When it comes to marketing, customers must watch the information gap
Marketers have a choice of what to tell consumers, and consumers must consider what they are told or not told, says Sunita Sah, associate professor of management and organizations. Based on evidence found through her research, Sah warns that customers must be aware of potential gaps in information.
Across six experiments, Sah and her co-author showed that consumers fail to differentiate between deliberate and nondeliberate missing information—known as ‘strategic naiveté’—and make generous conclusions when they do notice missing information is deliberately withheld—dubbed ‘charitability.’ They also show how marketers can take advantage of this by withholding information.

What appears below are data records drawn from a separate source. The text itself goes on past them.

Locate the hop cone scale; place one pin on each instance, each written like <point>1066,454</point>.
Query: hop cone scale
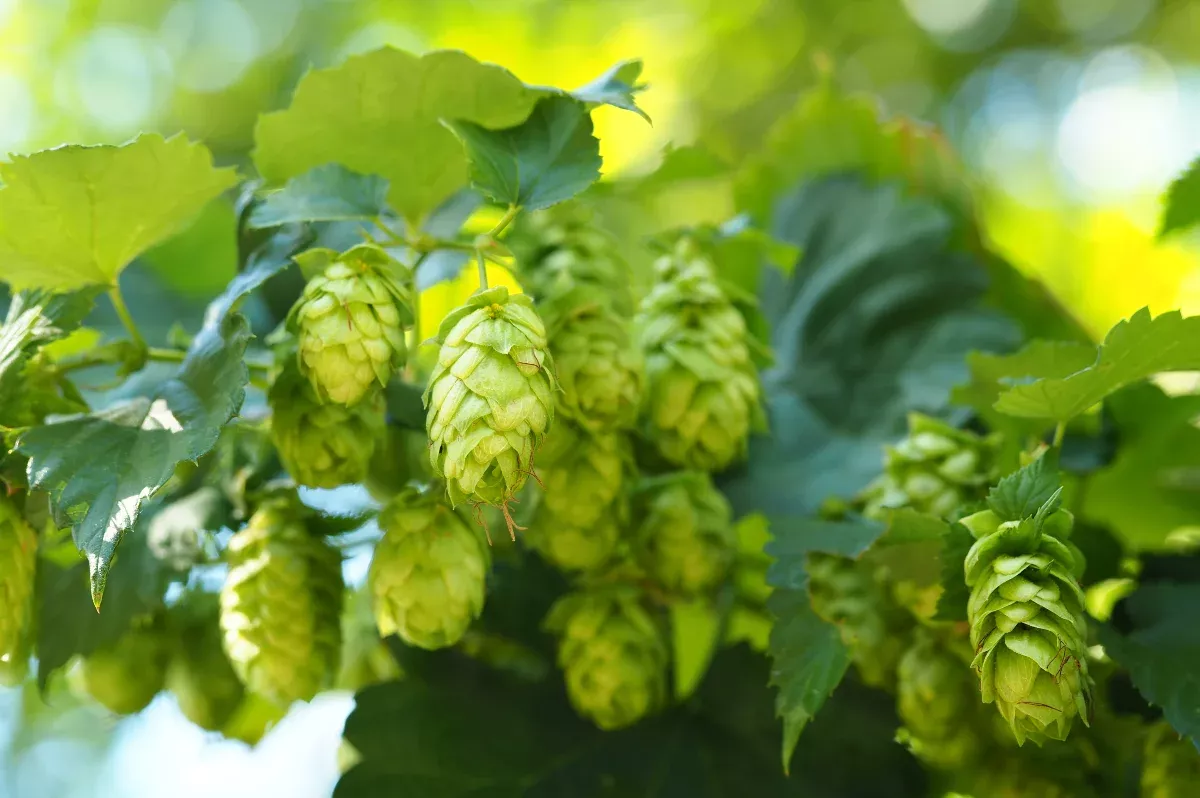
<point>281,605</point>
<point>1027,625</point>
<point>349,322</point>
<point>429,573</point>
<point>612,655</point>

Sah investigated both sides to (a) show the effects of interventions to encourage consumers to consider deliberate nondisclosure in a less naïve and charitable fashion, (b) demonstrate when marketers should disclose (or not) if consumers are naïve and charitable (i.e., breakeven points), and (c) explore the reasons marketers give for (non)disclosure as well as consumers’ thoughts on why information is missing. Consumers respond differently to distinct but theoretically equivalent framings that increase the salience of nondisclosure. Only when nondisclosure was highly salient, and consumers could compare multiple profiles side by side, did consumers believe the nondisclosed information to be the worst possible.
Faculty expertise
Sah’s research is focused on ethics, influence, and advice. Specific topics include trust, advisor-advisee relationships, conflicts of interest, institutional corruption, transparency, disclosure, improving decisions, influence, and compliance. In particular, she researches how professionals who give advice, as well as recipients who receive advice, alter their behavior as a result of conflicts of interest and disclosure policies.